Namaste 🙏 , Welcome to the sixth weekly blog of GSoC’20 for CDLI.

What did you do this week?

This week was lighter on the coding part but mostly setting up ElasticSearch. The Access Setup for the framework for Admin, Editor and Public roles is set up as per requirement, still granular roles access is yet to be set up as functionality for such roles are not fully developed. The granular roles will be handled in the final phase.

Now, it was time to work on the Simple Search. For optimizing search, we are going to integrate ElasticSearch.

What is ElasticSearch? Elasticsearch is a search engine based on the Lucene library. It provides a distributed, multitenant-capable full-text search engine with an HTTP web interface and schema-free JSON documents.
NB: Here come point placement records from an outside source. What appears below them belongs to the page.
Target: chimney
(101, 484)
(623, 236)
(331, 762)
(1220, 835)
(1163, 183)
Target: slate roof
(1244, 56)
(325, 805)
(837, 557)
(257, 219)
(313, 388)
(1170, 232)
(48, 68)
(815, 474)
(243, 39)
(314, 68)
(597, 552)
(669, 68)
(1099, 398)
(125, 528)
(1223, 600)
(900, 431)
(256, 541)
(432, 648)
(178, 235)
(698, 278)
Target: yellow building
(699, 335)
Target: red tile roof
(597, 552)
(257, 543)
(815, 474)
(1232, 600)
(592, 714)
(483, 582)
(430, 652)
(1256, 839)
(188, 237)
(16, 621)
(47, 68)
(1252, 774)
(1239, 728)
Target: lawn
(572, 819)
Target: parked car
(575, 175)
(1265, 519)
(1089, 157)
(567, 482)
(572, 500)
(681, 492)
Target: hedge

ElasticSearch was successfully set up and then we need to insert data into ElasticSearch Server. Since we are using MySQL DB and ElasticSearch supports the NoSQL format, we have to fetch data from DB and insert it into ElasticSearch. So there are many ways to do it but most commonly used was the Logstash.
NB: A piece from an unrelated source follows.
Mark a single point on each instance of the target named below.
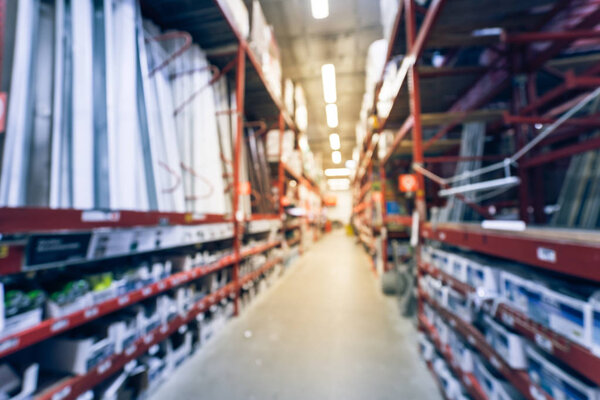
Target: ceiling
(306, 44)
What is Logstash? Logstash is a light-weight, open-source, server-side data processing pipeline that allows you to collect data from a variety of sources, transform it on the fly, and send it to your desired destination.
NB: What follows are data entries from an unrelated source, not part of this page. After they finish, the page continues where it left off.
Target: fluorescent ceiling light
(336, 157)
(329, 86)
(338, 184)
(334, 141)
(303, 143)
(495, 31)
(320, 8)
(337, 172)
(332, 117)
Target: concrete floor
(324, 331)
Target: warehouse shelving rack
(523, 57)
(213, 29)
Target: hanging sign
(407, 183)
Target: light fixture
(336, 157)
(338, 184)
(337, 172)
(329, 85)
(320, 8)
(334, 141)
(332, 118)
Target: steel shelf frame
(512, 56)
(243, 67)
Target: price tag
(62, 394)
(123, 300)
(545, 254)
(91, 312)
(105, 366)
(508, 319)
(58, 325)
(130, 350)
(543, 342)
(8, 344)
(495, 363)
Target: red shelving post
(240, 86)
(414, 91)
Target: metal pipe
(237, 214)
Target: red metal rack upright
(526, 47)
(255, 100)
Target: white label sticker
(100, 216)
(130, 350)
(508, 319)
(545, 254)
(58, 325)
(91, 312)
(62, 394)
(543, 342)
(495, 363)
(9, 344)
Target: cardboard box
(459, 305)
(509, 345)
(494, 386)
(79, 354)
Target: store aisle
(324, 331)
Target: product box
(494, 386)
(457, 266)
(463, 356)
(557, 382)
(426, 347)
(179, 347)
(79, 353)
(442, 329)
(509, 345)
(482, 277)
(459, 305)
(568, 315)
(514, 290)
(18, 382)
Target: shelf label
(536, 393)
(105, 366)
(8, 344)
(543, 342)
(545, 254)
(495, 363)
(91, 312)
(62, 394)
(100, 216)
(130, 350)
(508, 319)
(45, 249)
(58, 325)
At the end of the week, I was able to set up ElasticSearch along with Logstash and set up an initial configuration to see if indexing of required data was working as expected.

What is coming up next?

Next week will be more focused on writing optimised SQL queries to fetch data in ElasticSearch using Logstash.

Did you get stuck anywhere?

On initial setup of ElasticSearch using docker, it requires a lot of memory (of course the volatile one!!) and additionally I have 4 docker containers (necessary one) running for the project. So let’s see if my system can handle the required processing in the upcoming week.

Branch (worked on):

  1. phoenix/feature/authorization
  2. phoenix/feature/optimize-setup
  3. phoenix/feature/search

Issues :

  1. Closed or worked related to:
  1. Opened: No new issue created during this week

Pull Request :

  1. Merged (or under review):
  1. Reviewed: No PR reviewed during this week.

Daily Work Update

# Day Date A short description of the work done
1 Monday 2020/07/06 a. WIP : Access setup for Public, Editor and Admin access.
2 Tuesday 2020/07/07 a. Done with access setup for Public, Editor and Admin. PR !137 b. Access Setup for Granular Roles will be addressed in buffer week.
3 Wednesday 2020/07/08 a. Exploring Elastic Search for Cakephp. b. Setting up Elastic Search.
4 Thursday 2020/07/09 a. Done with setup of Elastic Search. b. Exploring search query using Elastic Search.
5 Friday 2020/07/10 a. Created GeneralFunctionsComponent for commonly used functions. b. WIP : Simple Search.
6 Saturday 2020/07/11 a. Exploring ways to migrate MySQL Data to Elastic Search.
7 Sunday 2020/07/12 a. ElasicSearch + Logstash docker setup completed. b. Testing indexing from MariaDB to ElasticSearch using Logstash.